Yasama organının bu yetkisini kullanabilmesi de iptal kararının Resmî Gazetede yayımlanmasından başlayarak Anayasanın 152. maddesi uyarınca yürürlüğe girmesi bakımından yeterli bir sürenin verilmesine bağlıdır.
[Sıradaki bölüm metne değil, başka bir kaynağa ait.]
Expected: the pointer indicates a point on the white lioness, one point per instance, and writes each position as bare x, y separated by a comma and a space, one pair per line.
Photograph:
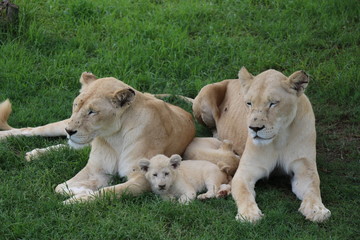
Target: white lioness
123, 126
212, 149
271, 114
172, 178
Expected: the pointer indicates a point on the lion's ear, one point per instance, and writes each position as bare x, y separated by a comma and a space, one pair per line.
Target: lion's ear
175, 161
245, 77
298, 81
124, 96
86, 78
144, 164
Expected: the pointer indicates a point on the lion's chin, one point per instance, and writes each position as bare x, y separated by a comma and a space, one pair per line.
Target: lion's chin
77, 145
258, 141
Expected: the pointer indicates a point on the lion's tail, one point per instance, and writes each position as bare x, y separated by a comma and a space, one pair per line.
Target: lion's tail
186, 99
5, 111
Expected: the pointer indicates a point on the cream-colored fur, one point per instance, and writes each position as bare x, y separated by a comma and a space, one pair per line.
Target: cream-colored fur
172, 178
218, 152
122, 126
271, 123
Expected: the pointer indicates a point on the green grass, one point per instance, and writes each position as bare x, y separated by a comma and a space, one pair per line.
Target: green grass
176, 47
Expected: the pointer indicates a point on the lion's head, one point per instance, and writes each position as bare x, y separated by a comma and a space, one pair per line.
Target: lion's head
271, 102
160, 171
97, 110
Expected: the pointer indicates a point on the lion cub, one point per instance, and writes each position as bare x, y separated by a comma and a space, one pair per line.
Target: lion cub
172, 178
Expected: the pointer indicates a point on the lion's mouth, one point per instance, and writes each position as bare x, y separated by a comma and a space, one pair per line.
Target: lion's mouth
261, 138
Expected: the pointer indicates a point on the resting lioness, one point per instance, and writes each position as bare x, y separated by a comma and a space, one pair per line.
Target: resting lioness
123, 126
271, 114
172, 178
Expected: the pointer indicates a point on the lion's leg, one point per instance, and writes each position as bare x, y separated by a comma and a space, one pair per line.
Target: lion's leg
84, 182
306, 186
212, 186
207, 102
136, 185
243, 192
35, 153
50, 130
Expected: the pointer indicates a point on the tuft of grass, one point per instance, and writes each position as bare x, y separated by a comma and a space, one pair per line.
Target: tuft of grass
176, 47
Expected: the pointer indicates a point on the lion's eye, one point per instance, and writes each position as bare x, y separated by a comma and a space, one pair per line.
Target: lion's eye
91, 112
273, 104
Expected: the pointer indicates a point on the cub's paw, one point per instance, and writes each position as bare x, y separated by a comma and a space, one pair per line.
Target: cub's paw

Süre verilmez ise iptal kararı Resmî Gazetede yayımlandığı gün af yasasının bu hükmü yürürlükten kalkacak ve yasama organının yeni bir düzenleme yapmasına olanak kalmayacaktır.
Böyle olunca af yasasının sözü edilen hükmü yürürlükten kalkacak, küçüklerin ırz ve namusuna tasaddi suçları da kanun koyucunun istek ve iradesi dışında yasanın birinci maddesi ile tamamen affın kapsamı içine girmiş olacaktır.
Bu nedenle süre verilmemesi kararına karşıyım.
Yukarıdaki kararda (1976/33-32), kanun teklif ve tasarılarının Cumhuriyet Senatosundaki görüşülmeleri sonucunda, Millet Meclisince kabul edilmiş bulunan madde metinlerinin değiştirilmesi ve Millet Meclisince de bu değişikliklerin benimsenmemesi nedeniyle sorunun, Anayasanın 92. maddesinin beşinci fıkrası gereğince Karma Komisyona gitmesi halinde, benimsenmeyen maddelere ilişkin olarak Cumhuriyet Senatosunca, Karma Komisyonca ve Millet Meclisince düzenlenen metinlerin tümünün üç ayrı liste halinde ve her listenin toptan Millet Meclisinde oylanmaları gerektiği öne sürülerek, 1803 sayılı Af Kanunu hakkında bu yolda işlem yapılmıyarak maddelerin ayrı ayrı oya sunulmuş olmaları, Anayasaya aykırılık nedeni sayılmış ve iptal kararı bu gerekçeye dayandırılmıştır.
Bu görüş, Anayasanın, hem 92. maddesine, hem de temel ilkelerine aykırı bulunmaktadır.
İptal kararının dayandırılması gereken düşünceler ise 2.7.1974 ve 28.11.1974 günlü ve (1974/19-1974/31), (1974/39-1974/51) sayılı Anayasa Mahkemesi kararlarına ilişkin karşıoy yazılarımda genişliğine belirtilmiş olduğundan tekrarı gereksiz bulunmuştur. (Resmî Gazete- günler: 12.7.1974, 29.1.1975; sayılar: 14943: S.9-12; 15133: S.19-20)
Söz konusu karşıoy yazılarımda açıklanan nedenlerle bu kararın gerekçesine katılmıyorum.
21.1.1975 günlü ve 15125 sayılı Resmî Gazete’de yayımlanan Mahkememizin 1974/34-50 sayılı kararına ilişkin karşıoy yazımın 2 numaralı bendinde açıkladığım gerekçelerle, çoğunluğun iptale ilişkin görüşlerine karşıyım.
Sanık yakalanıp sorguya çekilmediği için, suç niteliğini saptamak ve bir ceza uygulamasına girişmek, kesinlikle, olanaksızdır.
Açıklanan durumda, anayasal denetime geçebilmenin ön koşullarından Anayasa’nın 151. maddesiyle belirlenen “uygulanacak kanun” unsurunun gerçekleşmesinden söz edilemiyeceği gibi itiraza konu edilen 1803 sayılı Yasanın 2/B maddesi hükmünün uygulanmasını aynı kanun 18. maddesi de önler.